Bayesian Nonparametric Spectral Density Estimation Using
B-Spline Priors

Implementation of a Metropolis-within-Gibbs MCMC algorithm to flexibly estimate the spectral density of a stationary time series. The algorithm updates a nonparametric B-spline prior using the Whittle likelihood to produce pseudo-posterior samples and is based on the work presented in Edwards, M.C., Meyer, R. and Christensen, N., Statistics and Computing (2018). .

This package allows the user to flexibly estimate the spectral density of a stationary time series using a Bayesian nonparametric B-spline prior (of any degree).
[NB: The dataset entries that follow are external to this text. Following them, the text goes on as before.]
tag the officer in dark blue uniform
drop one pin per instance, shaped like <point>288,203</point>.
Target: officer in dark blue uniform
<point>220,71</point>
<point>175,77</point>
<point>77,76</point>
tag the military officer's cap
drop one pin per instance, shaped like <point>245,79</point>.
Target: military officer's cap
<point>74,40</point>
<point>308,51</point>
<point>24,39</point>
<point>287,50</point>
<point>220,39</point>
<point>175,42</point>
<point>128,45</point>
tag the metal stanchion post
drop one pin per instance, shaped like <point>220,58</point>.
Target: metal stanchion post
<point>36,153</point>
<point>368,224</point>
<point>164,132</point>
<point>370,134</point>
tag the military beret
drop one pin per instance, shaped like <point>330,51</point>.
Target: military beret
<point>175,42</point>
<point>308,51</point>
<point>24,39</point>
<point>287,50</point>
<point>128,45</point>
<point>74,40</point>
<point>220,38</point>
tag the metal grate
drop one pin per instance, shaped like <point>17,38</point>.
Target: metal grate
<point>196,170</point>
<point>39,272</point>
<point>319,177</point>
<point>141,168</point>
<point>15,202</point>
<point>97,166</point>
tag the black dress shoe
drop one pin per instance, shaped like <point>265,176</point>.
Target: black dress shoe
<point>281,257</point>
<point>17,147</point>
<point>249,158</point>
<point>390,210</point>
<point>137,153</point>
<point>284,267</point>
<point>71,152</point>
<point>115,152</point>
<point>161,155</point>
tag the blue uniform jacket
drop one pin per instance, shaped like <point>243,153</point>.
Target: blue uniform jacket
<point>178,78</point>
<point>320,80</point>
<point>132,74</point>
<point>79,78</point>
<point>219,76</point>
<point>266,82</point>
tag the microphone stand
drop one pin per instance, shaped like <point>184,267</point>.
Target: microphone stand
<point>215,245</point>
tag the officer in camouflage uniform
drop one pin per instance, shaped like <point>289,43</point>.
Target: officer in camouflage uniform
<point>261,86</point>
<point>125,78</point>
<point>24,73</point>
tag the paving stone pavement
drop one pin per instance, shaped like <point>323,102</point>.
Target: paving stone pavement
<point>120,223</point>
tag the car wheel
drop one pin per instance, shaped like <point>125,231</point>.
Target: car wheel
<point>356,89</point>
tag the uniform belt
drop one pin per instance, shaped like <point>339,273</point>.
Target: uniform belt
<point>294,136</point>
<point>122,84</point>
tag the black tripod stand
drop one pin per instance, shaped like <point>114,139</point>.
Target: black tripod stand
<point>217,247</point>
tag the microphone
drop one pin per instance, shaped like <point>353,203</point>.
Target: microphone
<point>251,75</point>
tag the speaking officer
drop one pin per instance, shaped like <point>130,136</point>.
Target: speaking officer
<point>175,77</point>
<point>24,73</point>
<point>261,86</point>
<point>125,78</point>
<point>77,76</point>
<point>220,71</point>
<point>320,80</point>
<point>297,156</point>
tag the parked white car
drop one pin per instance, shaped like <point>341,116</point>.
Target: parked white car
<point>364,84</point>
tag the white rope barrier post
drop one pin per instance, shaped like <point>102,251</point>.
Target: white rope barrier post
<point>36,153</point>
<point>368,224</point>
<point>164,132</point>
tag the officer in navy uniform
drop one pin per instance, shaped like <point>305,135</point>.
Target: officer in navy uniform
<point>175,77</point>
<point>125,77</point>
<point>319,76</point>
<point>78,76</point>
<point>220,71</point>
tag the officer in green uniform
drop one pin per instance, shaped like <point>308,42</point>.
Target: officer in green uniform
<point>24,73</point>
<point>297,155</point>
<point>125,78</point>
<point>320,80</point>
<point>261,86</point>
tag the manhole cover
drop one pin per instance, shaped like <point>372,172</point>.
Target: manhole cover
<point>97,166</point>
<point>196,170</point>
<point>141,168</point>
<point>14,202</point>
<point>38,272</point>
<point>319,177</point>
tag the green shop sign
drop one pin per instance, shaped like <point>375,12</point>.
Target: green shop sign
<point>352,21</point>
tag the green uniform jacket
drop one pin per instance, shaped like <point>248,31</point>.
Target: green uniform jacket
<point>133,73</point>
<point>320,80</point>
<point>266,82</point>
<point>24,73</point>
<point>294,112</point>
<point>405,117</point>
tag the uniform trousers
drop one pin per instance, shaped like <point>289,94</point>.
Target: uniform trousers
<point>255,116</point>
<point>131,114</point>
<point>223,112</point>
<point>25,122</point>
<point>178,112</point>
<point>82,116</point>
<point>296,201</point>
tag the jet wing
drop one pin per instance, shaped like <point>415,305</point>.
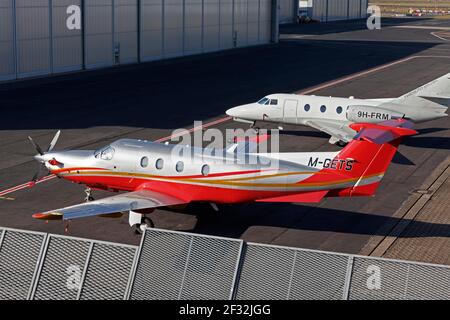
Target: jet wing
<point>137,200</point>
<point>336,129</point>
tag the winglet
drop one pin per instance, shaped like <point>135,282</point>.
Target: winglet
<point>48,216</point>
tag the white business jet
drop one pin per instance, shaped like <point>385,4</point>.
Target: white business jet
<point>334,115</point>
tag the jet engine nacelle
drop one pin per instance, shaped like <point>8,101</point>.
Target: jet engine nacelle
<point>370,114</point>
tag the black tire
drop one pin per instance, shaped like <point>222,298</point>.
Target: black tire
<point>148,222</point>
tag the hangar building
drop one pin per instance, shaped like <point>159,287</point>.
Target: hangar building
<point>43,37</point>
<point>322,10</point>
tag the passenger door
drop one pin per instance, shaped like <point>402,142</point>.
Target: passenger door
<point>290,111</point>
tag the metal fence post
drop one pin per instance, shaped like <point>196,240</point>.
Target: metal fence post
<point>86,266</point>
<point>39,266</point>
<point>2,236</point>
<point>348,278</point>
<point>407,281</point>
<point>134,268</point>
<point>291,277</point>
<point>237,272</point>
<point>185,267</point>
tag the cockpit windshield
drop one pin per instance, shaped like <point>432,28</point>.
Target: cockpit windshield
<point>264,101</point>
<point>105,153</point>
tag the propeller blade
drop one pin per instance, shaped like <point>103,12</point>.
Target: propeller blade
<point>54,140</point>
<point>36,146</point>
<point>39,173</point>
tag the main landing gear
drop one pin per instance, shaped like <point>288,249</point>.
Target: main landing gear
<point>254,127</point>
<point>341,143</point>
<point>89,196</point>
<point>139,222</point>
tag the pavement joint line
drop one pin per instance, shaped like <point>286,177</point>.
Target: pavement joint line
<point>412,207</point>
<point>366,72</point>
<point>436,34</point>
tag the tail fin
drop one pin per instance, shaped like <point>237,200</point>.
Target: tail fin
<point>433,96</point>
<point>371,152</point>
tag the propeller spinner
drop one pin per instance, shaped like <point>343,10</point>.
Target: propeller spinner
<point>39,157</point>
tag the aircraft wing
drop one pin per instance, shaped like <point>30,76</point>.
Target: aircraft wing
<point>247,144</point>
<point>336,129</point>
<point>136,200</point>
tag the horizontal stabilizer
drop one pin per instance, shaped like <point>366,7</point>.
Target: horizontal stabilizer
<point>306,197</point>
<point>383,132</point>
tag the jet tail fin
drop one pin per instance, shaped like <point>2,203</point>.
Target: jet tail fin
<point>435,95</point>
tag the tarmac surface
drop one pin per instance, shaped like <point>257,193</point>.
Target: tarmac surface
<point>148,101</point>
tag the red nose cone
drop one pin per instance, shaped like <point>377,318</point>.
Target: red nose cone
<point>53,162</point>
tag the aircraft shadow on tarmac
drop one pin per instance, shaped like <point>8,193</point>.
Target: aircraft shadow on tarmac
<point>442,143</point>
<point>234,221</point>
<point>342,26</point>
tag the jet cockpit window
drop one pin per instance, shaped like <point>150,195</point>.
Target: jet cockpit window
<point>264,101</point>
<point>106,153</point>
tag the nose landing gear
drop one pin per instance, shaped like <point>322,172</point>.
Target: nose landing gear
<point>89,196</point>
<point>139,222</point>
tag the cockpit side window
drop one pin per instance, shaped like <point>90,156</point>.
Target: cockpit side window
<point>264,101</point>
<point>106,153</point>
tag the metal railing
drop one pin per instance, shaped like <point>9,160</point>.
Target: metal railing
<point>180,265</point>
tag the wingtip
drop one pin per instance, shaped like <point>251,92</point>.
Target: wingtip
<point>48,216</point>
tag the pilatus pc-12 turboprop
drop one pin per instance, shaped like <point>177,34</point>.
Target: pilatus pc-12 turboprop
<point>152,176</point>
<point>334,115</point>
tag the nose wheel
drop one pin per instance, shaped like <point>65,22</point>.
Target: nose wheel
<point>89,196</point>
<point>146,222</point>
<point>254,127</point>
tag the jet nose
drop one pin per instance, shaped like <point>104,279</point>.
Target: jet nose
<point>39,158</point>
<point>240,111</point>
<point>231,112</point>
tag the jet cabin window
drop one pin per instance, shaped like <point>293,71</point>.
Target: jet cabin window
<point>106,153</point>
<point>264,101</point>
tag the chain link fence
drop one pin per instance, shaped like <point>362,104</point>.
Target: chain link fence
<point>178,265</point>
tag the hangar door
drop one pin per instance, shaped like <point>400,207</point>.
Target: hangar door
<point>67,44</point>
<point>286,10</point>
<point>33,39</point>
<point>110,32</point>
<point>252,22</point>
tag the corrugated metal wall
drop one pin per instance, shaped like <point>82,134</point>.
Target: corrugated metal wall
<point>7,46</point>
<point>67,44</point>
<point>35,39</point>
<point>334,10</point>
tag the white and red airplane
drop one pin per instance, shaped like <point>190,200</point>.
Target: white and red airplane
<point>153,177</point>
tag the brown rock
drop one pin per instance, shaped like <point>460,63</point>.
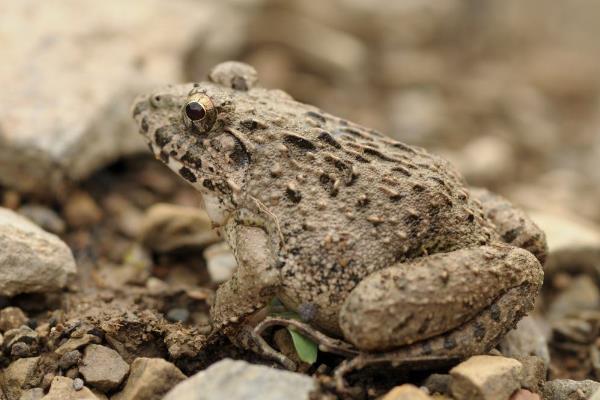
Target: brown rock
<point>103,368</point>
<point>406,392</point>
<point>150,379</point>
<point>11,318</point>
<point>485,378</point>
<point>63,388</point>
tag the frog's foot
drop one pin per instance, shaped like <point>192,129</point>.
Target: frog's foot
<point>476,336</point>
<point>436,295</point>
<point>326,343</point>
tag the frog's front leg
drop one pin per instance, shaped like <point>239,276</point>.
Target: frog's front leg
<point>450,304</point>
<point>250,288</point>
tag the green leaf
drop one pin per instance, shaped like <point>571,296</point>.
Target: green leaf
<point>307,349</point>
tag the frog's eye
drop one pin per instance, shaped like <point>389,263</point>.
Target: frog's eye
<point>199,112</point>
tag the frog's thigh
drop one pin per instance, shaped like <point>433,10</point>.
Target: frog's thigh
<point>413,301</point>
<point>253,283</point>
<point>513,225</point>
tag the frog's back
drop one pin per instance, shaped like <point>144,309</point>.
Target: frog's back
<point>348,201</point>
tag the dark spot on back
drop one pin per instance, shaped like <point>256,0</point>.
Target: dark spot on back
<point>207,183</point>
<point>495,312</point>
<point>299,142</point>
<point>316,116</point>
<point>449,343</point>
<point>139,107</point>
<point>327,138</point>
<point>144,125</point>
<point>164,157</point>
<point>162,137</point>
<point>293,195</point>
<point>187,174</point>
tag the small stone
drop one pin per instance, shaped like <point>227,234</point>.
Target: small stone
<point>69,359</point>
<point>406,392</point>
<point>534,373</point>
<point>23,339</point>
<point>18,375</point>
<point>31,260</point>
<point>561,389</point>
<point>150,379</point>
<point>485,378</point>
<point>11,318</point>
<point>63,388</point>
<point>168,227</point>
<point>524,394</point>
<point>178,315</point>
<point>32,394</point>
<point>229,379</point>
<point>438,383</point>
<point>44,217</point>
<point>81,210</point>
<point>76,343</point>
<point>103,368</point>
<point>77,384</point>
<point>220,262</point>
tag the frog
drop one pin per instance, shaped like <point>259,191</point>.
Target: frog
<point>379,246</point>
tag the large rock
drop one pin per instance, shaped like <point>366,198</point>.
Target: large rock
<point>234,380</point>
<point>74,68</point>
<point>103,368</point>
<point>31,259</point>
<point>150,379</point>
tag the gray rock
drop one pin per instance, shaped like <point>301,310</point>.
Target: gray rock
<point>65,111</point>
<point>19,375</point>
<point>561,389</point>
<point>527,339</point>
<point>229,379</point>
<point>485,378</point>
<point>63,388</point>
<point>150,379</point>
<point>31,259</point>
<point>103,368</point>
<point>168,227</point>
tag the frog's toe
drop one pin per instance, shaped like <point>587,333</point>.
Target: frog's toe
<point>410,302</point>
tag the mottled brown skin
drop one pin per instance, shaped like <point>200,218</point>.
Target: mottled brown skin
<point>364,236</point>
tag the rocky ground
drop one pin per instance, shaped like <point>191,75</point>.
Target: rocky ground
<point>108,265</point>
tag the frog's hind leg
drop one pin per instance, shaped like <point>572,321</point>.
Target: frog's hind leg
<point>455,303</point>
<point>512,224</point>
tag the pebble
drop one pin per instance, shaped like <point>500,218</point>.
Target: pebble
<point>18,375</point>
<point>562,389</point>
<point>524,394</point>
<point>168,227</point>
<point>63,388</point>
<point>103,368</point>
<point>406,392</point>
<point>220,262</point>
<point>11,318</point>
<point>81,210</point>
<point>527,339</point>
<point>31,260</point>
<point>485,378</point>
<point>76,343</point>
<point>178,315</point>
<point>69,359</point>
<point>77,384</point>
<point>65,112</point>
<point>229,379</point>
<point>44,217</point>
<point>150,379</point>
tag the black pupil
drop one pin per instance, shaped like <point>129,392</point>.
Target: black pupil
<point>195,111</point>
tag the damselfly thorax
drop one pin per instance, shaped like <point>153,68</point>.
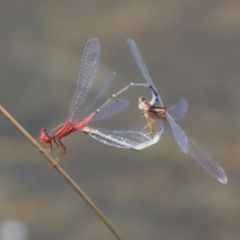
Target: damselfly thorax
<point>151,112</point>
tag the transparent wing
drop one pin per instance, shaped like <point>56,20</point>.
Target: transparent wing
<point>142,66</point>
<point>120,138</point>
<point>86,76</point>
<point>111,109</point>
<point>210,165</point>
<point>178,110</point>
<point>179,134</point>
<point>96,97</point>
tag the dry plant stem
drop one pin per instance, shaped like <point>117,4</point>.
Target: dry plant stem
<point>61,172</point>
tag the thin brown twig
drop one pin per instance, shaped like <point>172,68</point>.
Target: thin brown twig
<point>61,172</point>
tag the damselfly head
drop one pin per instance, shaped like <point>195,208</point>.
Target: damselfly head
<point>44,136</point>
<point>143,103</point>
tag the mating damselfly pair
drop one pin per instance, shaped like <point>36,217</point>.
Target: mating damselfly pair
<point>152,110</point>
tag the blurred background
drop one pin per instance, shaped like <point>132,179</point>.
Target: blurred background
<point>191,49</point>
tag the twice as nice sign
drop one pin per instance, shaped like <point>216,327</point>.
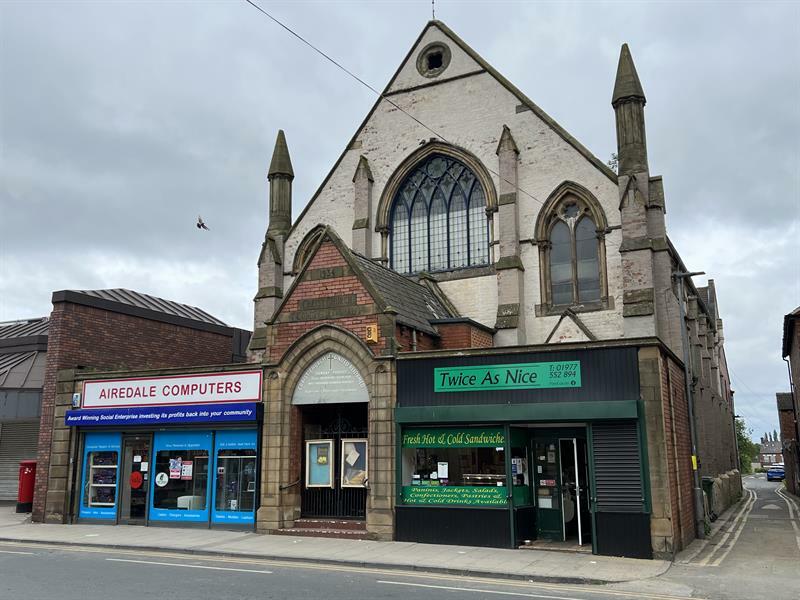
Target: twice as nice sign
<point>519,376</point>
<point>244,386</point>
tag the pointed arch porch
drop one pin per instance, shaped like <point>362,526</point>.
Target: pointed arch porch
<point>282,476</point>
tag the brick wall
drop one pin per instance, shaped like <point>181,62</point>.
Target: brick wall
<point>676,412</point>
<point>291,323</point>
<point>405,340</point>
<point>463,335</point>
<point>92,337</point>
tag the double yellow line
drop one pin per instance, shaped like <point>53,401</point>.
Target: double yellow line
<point>532,586</point>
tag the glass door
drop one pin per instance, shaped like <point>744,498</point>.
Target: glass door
<point>547,486</point>
<point>134,479</point>
<point>571,489</point>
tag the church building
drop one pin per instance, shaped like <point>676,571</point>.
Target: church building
<point>485,317</point>
<point>475,333</point>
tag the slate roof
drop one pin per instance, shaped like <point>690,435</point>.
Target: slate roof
<point>24,328</point>
<point>415,303</point>
<point>22,369</point>
<point>142,301</point>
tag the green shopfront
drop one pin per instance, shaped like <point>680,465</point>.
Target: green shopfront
<point>526,448</point>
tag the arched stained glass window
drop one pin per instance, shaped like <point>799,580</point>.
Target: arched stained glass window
<point>438,219</point>
<point>574,256</point>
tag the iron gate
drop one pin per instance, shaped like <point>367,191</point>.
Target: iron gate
<point>336,502</point>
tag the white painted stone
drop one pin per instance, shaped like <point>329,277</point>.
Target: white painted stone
<point>470,112</point>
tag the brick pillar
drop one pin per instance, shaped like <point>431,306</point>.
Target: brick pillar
<point>380,502</point>
<point>659,438</point>
<point>510,322</point>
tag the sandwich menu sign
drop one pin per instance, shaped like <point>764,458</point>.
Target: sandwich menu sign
<point>518,376</point>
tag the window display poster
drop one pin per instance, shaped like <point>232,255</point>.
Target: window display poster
<point>354,463</point>
<point>98,442</point>
<point>189,445</point>
<point>175,468</point>
<point>319,466</point>
<point>232,510</point>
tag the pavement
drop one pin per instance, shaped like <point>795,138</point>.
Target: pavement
<point>526,565</point>
<point>753,550</point>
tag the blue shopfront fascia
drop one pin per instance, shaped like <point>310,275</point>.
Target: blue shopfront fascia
<point>99,442</point>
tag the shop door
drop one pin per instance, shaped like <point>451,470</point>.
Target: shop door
<point>547,486</point>
<point>335,465</point>
<point>134,478</point>
<point>572,457</point>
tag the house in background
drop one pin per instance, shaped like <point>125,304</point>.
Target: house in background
<point>788,403</point>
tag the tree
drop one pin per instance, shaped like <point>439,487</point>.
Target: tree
<point>748,450</point>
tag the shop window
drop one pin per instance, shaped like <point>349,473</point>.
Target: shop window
<point>236,469</point>
<point>180,485</point>
<point>181,480</point>
<point>236,480</point>
<point>100,480</point>
<point>454,467</point>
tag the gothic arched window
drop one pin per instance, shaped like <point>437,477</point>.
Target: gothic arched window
<point>572,252</point>
<point>438,218</point>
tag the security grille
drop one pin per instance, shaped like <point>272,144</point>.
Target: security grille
<point>18,441</point>
<point>617,467</point>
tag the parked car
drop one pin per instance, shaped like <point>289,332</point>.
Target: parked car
<point>776,473</point>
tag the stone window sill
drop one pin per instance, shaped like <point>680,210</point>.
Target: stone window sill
<point>548,310</point>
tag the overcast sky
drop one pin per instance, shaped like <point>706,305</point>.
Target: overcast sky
<point>121,122</point>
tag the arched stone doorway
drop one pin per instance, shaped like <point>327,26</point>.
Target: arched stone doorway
<point>333,403</point>
<point>288,406</point>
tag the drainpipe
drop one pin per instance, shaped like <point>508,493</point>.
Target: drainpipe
<point>699,512</point>
<point>793,392</point>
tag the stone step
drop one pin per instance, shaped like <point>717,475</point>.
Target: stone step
<point>342,534</point>
<point>338,524</point>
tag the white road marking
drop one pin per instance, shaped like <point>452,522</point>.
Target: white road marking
<point>149,562</point>
<point>478,591</point>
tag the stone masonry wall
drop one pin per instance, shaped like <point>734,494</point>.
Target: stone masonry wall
<point>669,452</point>
<point>86,336</point>
<point>470,112</point>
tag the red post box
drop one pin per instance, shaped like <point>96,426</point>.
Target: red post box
<point>27,478</point>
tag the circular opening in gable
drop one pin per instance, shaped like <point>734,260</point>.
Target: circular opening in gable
<point>433,59</point>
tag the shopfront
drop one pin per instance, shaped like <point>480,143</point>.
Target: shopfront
<point>169,450</point>
<point>504,450</point>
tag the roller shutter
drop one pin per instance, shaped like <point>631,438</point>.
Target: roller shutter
<point>18,441</point>
<point>617,467</point>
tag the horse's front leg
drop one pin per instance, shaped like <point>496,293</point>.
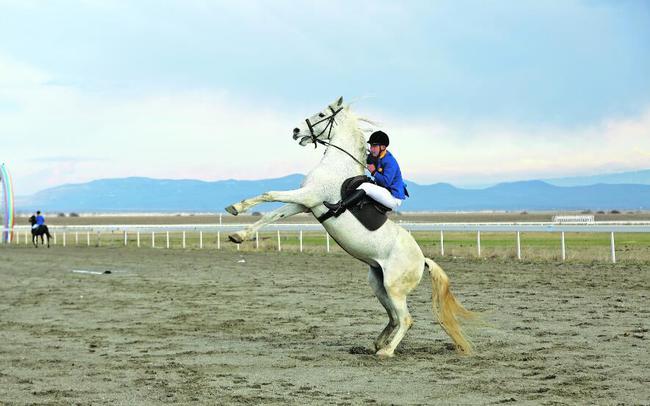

It works particularly well for complicated spectral structures (compared to the Bernstein polynomial prior).

How do I use bsplinePsd?

The primary function gibbs_bspline is straightforward to use. Most of the arguments are defaults (i.e., a noninformative prior). All you need to do is input a numeric vector (your time series), the number of iterations to run the MCMC algorithm for, and the amount of burn-in.

How do I get bsplinePsd?

Download from CRAN. Use install.packages("bsplinePsd") in R.

News

bsplinePsd 0.6.0

Have included a scaling/rescaling factor within the code to remove numerical errors when data is close to machine precision.

Have optimised the starting values for the Dirichlet process parameters.

bsplinePsd 0.5.0

Previous versions only allowed the user to use cubic B-spline densities. This version allows the user to choose any degree. Normalising the B-splines now uses a trivial integral formula.

The function gibbs_bspline can now handle odd length time series.

An S3 plot method has been included so the user can easily plot their PSD estimate.

bsplinePsd 0.2.0

Added an argument called k1 in the gibbs_bspline function. This allows the user to specify the starting value for parameter k. If well-chosen, this can speed up convergence significantly. The default is set to 20, which works well on all of the cases I have come across. If missing (NA), then a random integer between degree + 2 and kmax will be selected as the starting value for k.